Poor data quality is an obstacle for preventive maintenance (CMB, PDM)
No matter which analytical procedures are used to optimize maintenance processes, the quality of the input data is crucial for the reliability of the results. High data quality is therefore a necessary condition for the acceptance of analytical approaches.
Data sets on the operating loads of fleets and systems are usually available. In some cases they also cover long periods of time. However, this time series data is only viewed or evaluated on a case-by-case basis. Therefore, they are generally affected by quality defects. This is acceptable for purely visual inspection. However, automated data processing requires high data quality because even individual deviations can severely distort the result. The data quality must therefore be 100% checked and, if necessary, corrected.
Checking time series data: a quality gate
The demand for high quality arises from the need to avoid incorrect analysis results. Data sets are therefore first assessed. For larger systems and fleets, this is only realistic as an automated process. A combination of criteria such as mean value, spread, threshold value, outliers and degree of filling has proven successful. The intended analysis procedures provide the limit values for these quality criteria.
Data sets are then released or rejected based on these parameters. As a result, this quality gate provides the quantitative assessment of the data sets and reporting that specifies the focus for improving data collection.
The correction of time series data
The rejection of poor quality data sets quickly leads to a lack of coverage of the load history, which also undermines the quality of the results of the analysis. Correcting data sets is intended to prevent this. In general, data corrections are only permitted if they do not distort the analysis results.

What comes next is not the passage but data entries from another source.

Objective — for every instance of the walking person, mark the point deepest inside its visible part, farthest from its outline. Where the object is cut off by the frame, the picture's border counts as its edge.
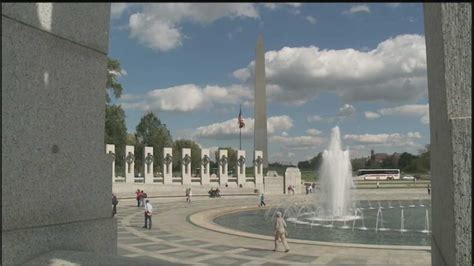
(143, 196)
(279, 231)
(262, 198)
(148, 213)
(114, 204)
(137, 193)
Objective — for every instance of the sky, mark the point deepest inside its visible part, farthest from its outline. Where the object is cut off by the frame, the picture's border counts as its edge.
(361, 67)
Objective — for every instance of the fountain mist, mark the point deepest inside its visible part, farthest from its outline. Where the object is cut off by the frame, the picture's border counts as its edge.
(336, 178)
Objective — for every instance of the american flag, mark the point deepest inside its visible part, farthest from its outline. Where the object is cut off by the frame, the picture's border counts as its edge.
(241, 120)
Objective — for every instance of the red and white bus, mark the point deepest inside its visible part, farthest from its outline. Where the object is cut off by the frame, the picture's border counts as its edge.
(378, 174)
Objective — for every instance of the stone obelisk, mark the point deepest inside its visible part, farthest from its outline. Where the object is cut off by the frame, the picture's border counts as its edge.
(260, 128)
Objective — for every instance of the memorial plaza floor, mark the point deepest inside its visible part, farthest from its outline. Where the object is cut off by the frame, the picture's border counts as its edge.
(175, 240)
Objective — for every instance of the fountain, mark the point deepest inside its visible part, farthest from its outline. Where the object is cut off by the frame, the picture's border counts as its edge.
(336, 179)
(324, 215)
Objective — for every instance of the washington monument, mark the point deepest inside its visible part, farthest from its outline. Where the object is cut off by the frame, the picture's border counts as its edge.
(260, 113)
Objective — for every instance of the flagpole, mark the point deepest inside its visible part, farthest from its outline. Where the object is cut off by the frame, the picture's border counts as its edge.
(240, 131)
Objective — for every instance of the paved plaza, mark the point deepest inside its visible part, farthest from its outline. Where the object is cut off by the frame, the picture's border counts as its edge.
(174, 240)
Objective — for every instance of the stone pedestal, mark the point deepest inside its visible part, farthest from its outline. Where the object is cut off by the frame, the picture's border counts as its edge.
(205, 166)
(241, 167)
(129, 164)
(186, 166)
(293, 177)
(54, 65)
(274, 184)
(148, 165)
(167, 166)
(448, 31)
(110, 149)
(223, 167)
(258, 167)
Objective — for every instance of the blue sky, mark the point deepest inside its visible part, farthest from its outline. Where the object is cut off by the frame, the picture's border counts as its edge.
(359, 66)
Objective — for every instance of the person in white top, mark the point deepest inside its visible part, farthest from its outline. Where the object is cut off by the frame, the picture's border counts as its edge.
(279, 231)
(148, 213)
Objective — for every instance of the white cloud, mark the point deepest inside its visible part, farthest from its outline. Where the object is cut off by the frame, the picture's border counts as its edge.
(314, 118)
(190, 97)
(346, 110)
(386, 140)
(410, 110)
(158, 25)
(393, 5)
(357, 9)
(229, 129)
(395, 71)
(311, 19)
(117, 9)
(313, 132)
(371, 115)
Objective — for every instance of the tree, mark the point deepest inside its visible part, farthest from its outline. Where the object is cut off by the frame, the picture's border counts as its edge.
(231, 158)
(115, 129)
(151, 132)
(405, 160)
(178, 145)
(116, 133)
(113, 86)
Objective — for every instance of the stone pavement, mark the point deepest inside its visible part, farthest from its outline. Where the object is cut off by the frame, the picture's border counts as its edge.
(173, 240)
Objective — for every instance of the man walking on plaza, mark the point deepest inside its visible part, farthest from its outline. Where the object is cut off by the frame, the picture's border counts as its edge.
(148, 213)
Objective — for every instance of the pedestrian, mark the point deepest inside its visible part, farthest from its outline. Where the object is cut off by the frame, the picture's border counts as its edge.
(143, 196)
(279, 231)
(114, 204)
(148, 213)
(262, 202)
(189, 193)
(137, 193)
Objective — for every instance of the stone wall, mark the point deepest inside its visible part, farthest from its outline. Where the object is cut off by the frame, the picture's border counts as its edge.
(56, 187)
(448, 28)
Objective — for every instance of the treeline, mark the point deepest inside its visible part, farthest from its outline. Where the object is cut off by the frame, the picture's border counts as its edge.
(406, 162)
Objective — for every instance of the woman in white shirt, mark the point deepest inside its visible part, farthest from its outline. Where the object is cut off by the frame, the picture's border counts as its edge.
(279, 231)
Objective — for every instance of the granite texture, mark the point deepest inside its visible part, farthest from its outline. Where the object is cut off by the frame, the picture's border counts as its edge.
(52, 151)
(56, 187)
(62, 19)
(98, 236)
(448, 45)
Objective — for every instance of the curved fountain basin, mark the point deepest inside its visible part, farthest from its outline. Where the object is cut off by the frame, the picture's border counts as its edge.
(357, 231)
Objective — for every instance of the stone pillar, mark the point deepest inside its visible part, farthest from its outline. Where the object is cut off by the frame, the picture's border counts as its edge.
(448, 29)
(110, 149)
(129, 164)
(293, 178)
(54, 68)
(186, 166)
(148, 165)
(258, 167)
(223, 166)
(241, 167)
(167, 165)
(205, 166)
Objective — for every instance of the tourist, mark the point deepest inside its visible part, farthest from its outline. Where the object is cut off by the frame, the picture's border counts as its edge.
(138, 197)
(148, 213)
(262, 202)
(114, 204)
(279, 231)
(143, 196)
(188, 195)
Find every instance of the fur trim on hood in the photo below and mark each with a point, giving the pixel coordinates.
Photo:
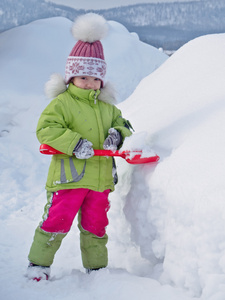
(56, 85)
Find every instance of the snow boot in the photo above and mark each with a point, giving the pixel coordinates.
(37, 273)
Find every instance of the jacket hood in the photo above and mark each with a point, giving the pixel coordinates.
(56, 85)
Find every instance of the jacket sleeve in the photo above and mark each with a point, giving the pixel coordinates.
(52, 128)
(120, 124)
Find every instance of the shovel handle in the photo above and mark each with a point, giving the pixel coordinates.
(132, 157)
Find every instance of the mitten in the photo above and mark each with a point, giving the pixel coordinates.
(83, 149)
(113, 140)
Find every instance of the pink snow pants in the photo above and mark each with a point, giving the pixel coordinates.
(65, 205)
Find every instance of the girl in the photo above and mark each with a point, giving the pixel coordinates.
(78, 120)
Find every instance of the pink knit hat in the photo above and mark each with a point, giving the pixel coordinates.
(87, 56)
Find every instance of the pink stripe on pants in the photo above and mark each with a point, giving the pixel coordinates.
(66, 204)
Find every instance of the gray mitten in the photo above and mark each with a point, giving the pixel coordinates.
(113, 140)
(83, 149)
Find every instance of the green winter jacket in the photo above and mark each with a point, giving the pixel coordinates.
(75, 114)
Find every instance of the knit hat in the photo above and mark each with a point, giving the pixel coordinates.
(87, 56)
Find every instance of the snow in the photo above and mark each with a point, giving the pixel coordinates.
(166, 231)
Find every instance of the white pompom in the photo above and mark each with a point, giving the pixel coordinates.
(89, 28)
(55, 86)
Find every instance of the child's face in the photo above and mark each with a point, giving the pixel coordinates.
(87, 82)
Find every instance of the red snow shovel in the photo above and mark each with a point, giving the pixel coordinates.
(132, 157)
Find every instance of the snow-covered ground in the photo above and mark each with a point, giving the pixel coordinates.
(166, 231)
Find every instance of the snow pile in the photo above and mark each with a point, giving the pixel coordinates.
(184, 113)
(166, 232)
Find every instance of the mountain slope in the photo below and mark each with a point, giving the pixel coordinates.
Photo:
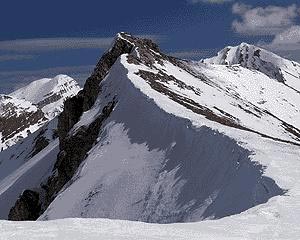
(18, 118)
(49, 94)
(256, 58)
(157, 139)
(29, 108)
(26, 165)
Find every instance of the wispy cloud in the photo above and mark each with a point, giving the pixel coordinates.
(210, 1)
(269, 20)
(14, 57)
(286, 43)
(51, 44)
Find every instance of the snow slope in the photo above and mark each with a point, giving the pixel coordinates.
(26, 165)
(141, 169)
(18, 118)
(49, 93)
(186, 141)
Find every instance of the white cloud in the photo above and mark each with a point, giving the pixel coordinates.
(51, 44)
(288, 40)
(286, 43)
(14, 57)
(269, 20)
(210, 1)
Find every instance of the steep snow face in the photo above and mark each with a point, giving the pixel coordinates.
(155, 159)
(18, 118)
(29, 108)
(49, 94)
(26, 165)
(255, 58)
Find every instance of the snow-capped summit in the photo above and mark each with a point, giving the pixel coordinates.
(158, 139)
(49, 94)
(257, 58)
(29, 108)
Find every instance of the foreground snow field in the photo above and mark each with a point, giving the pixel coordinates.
(246, 226)
(162, 140)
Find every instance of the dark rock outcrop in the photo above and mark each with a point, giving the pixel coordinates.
(27, 207)
(74, 146)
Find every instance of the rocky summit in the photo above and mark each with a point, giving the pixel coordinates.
(157, 139)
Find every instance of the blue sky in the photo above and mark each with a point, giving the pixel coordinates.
(44, 38)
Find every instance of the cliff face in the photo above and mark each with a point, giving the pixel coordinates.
(156, 139)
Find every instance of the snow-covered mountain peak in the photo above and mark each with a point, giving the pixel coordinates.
(49, 93)
(158, 139)
(259, 59)
(29, 108)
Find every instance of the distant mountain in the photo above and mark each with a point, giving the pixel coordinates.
(29, 108)
(256, 58)
(157, 139)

This can be prevented by deciding which methods to use on a channel-by-channel basis always referring to the underlying analysis algorithms. For example, it is permissible to interpolate a slow temperature channel. This can happen up to a length of the characteristic cooling time, because within this interval no relevant fluctuation can occur due to the existing thermal inertia. However, this procedure is prohibited for volatile channels that may contain switching events, for example.

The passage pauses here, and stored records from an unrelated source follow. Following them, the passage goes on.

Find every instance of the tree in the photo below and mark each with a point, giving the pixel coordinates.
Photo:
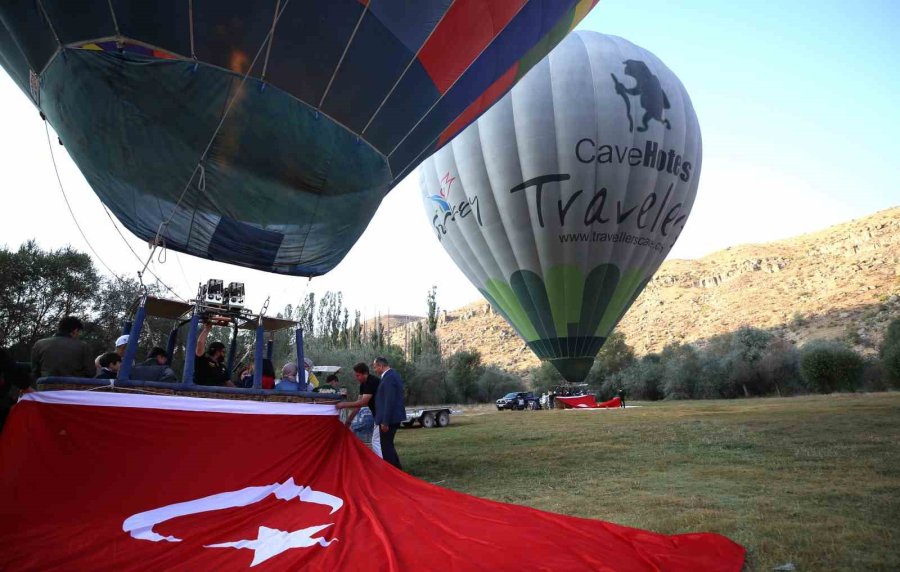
(495, 383)
(748, 346)
(779, 366)
(890, 352)
(681, 367)
(38, 288)
(828, 366)
(545, 377)
(464, 368)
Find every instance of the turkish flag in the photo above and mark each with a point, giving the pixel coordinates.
(112, 481)
(588, 402)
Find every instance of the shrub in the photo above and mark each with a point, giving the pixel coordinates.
(779, 367)
(890, 352)
(641, 380)
(463, 370)
(681, 370)
(874, 377)
(545, 377)
(495, 383)
(828, 366)
(425, 383)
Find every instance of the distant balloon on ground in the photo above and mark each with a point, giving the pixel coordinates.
(564, 198)
(318, 107)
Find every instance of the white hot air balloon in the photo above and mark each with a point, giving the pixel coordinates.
(565, 197)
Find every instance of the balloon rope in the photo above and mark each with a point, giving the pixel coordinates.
(138, 257)
(343, 55)
(69, 206)
(231, 102)
(271, 39)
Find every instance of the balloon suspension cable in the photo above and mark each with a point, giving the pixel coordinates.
(69, 206)
(138, 258)
(201, 184)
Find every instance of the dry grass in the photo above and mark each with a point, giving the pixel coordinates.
(811, 480)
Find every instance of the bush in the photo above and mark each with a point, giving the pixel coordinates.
(874, 377)
(890, 352)
(828, 366)
(545, 377)
(681, 370)
(463, 370)
(641, 380)
(779, 368)
(495, 383)
(714, 381)
(425, 384)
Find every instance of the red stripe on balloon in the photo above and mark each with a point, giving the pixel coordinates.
(484, 101)
(464, 32)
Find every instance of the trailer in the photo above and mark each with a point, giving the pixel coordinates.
(428, 417)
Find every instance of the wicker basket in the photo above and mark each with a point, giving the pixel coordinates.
(178, 389)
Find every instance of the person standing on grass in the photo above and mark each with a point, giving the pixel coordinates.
(368, 389)
(389, 409)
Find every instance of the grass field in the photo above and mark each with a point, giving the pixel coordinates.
(813, 481)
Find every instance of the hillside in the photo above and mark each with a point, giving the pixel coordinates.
(839, 283)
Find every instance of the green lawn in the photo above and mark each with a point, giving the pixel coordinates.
(814, 481)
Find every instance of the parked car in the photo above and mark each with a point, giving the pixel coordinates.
(518, 400)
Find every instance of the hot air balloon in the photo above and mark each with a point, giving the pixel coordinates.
(265, 133)
(562, 200)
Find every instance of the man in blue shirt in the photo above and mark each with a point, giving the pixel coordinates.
(389, 409)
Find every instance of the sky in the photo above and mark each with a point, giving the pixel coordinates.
(798, 107)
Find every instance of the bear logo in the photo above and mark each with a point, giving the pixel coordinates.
(652, 97)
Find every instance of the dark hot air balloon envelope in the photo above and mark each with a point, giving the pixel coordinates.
(344, 99)
(562, 200)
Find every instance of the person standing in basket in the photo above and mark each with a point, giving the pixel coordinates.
(389, 409)
(368, 389)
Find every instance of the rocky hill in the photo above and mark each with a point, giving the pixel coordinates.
(839, 283)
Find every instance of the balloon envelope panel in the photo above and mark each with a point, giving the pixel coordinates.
(345, 98)
(563, 199)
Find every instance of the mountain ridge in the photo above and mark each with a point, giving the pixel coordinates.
(842, 282)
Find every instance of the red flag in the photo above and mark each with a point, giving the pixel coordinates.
(588, 402)
(111, 481)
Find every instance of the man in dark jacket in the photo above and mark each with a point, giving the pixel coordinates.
(389, 409)
(13, 380)
(368, 389)
(63, 355)
(109, 365)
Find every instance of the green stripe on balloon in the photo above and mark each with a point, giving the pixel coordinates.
(599, 292)
(540, 50)
(505, 301)
(565, 287)
(531, 293)
(628, 290)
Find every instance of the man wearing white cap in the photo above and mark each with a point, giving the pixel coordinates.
(121, 344)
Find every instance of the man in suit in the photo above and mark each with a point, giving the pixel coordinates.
(389, 409)
(63, 355)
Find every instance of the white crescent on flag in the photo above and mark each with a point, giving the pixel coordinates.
(270, 541)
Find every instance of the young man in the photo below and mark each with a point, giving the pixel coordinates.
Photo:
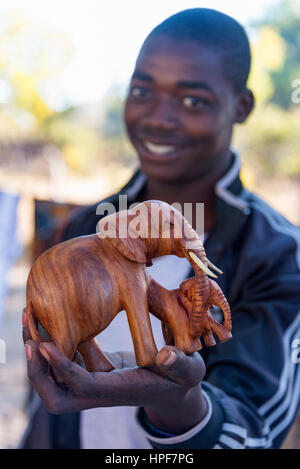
(187, 91)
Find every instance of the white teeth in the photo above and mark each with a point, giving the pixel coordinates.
(159, 149)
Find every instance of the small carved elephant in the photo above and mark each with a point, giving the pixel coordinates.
(75, 289)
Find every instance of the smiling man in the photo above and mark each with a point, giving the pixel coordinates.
(188, 89)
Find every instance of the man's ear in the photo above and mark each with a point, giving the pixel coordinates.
(245, 105)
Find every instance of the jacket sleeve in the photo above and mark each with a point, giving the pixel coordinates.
(253, 380)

Proper data correction therefore requires knowledge of the possible load responses of the monitored system and an overview of the analytics requirements. Load responses emerge from the available monitoring data. For the analytic requirements, a specific definition of analytical goals is essential. But there must be one in CMB/PDM projects anyway.

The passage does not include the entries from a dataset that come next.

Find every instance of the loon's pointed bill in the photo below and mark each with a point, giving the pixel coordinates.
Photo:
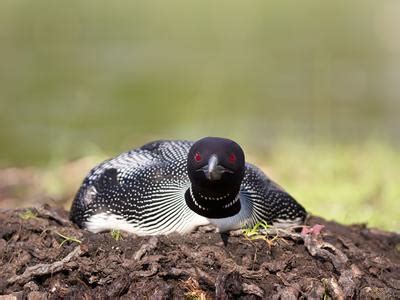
(176, 186)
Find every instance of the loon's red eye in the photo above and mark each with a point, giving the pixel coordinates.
(197, 156)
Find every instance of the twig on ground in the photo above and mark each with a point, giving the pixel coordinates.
(43, 269)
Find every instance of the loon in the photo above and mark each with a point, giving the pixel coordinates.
(171, 186)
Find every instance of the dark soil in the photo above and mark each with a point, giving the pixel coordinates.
(334, 261)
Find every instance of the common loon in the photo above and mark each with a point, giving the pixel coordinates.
(175, 186)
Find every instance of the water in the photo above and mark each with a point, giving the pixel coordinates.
(79, 77)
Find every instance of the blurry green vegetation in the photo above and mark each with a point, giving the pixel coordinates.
(311, 90)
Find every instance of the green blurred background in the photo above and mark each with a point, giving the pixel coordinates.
(309, 89)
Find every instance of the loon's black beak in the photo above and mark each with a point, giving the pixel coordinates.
(213, 170)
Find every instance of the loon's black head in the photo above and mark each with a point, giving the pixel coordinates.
(216, 169)
(216, 162)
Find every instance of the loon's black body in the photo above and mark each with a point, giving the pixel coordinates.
(176, 186)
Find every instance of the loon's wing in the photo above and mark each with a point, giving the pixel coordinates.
(269, 202)
(140, 191)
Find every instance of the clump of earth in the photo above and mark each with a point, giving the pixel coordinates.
(44, 256)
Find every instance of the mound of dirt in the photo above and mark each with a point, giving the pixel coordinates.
(44, 256)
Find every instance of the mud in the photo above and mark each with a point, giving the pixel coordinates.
(44, 256)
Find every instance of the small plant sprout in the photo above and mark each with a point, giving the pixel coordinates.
(116, 234)
(260, 232)
(27, 214)
(68, 239)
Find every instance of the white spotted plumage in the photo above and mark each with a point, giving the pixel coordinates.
(143, 191)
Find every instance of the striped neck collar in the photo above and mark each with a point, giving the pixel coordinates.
(211, 206)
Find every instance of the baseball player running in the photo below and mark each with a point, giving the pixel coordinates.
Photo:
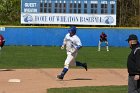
(103, 38)
(2, 41)
(73, 45)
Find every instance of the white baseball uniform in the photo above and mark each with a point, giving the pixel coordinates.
(72, 43)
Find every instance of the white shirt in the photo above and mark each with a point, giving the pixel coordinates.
(71, 42)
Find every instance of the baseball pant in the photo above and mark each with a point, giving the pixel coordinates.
(70, 60)
(133, 85)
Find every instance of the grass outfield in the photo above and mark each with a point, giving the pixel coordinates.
(105, 89)
(53, 57)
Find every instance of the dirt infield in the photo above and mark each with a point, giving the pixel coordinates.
(39, 80)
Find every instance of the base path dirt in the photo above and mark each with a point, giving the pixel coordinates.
(39, 80)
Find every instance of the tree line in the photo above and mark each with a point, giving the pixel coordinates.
(128, 13)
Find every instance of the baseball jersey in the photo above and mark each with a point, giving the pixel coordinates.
(72, 42)
(103, 37)
(1, 39)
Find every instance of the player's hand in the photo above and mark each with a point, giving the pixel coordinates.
(137, 77)
(62, 47)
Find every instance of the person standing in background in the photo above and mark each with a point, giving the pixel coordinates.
(103, 38)
(133, 65)
(73, 44)
(2, 41)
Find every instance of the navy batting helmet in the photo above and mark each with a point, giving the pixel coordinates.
(72, 30)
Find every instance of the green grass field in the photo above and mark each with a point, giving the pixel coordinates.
(102, 89)
(12, 57)
(54, 57)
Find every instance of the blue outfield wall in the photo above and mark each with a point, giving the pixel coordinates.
(54, 36)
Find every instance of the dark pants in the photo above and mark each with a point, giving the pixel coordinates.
(133, 85)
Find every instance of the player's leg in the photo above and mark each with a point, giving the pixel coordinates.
(107, 48)
(66, 66)
(77, 63)
(3, 44)
(99, 45)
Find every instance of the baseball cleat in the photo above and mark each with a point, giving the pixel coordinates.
(60, 77)
(85, 66)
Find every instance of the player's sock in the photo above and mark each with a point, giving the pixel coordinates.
(107, 48)
(79, 63)
(64, 72)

To ensure comparability of the results over longer periods of time, the evaluation criteria, limit values and correction algorithms are kept constant. The corrected data is marked, the raw data remains saved. This ensures traceability.
The data process
The checking and correction of data must be established as part of a data quality process. It is the prerequisite for avoiding incorrect results and thus for high user acceptance. However, because implementing data quality is laborious and costly, a clear focus on risk-, cost drivers must be set.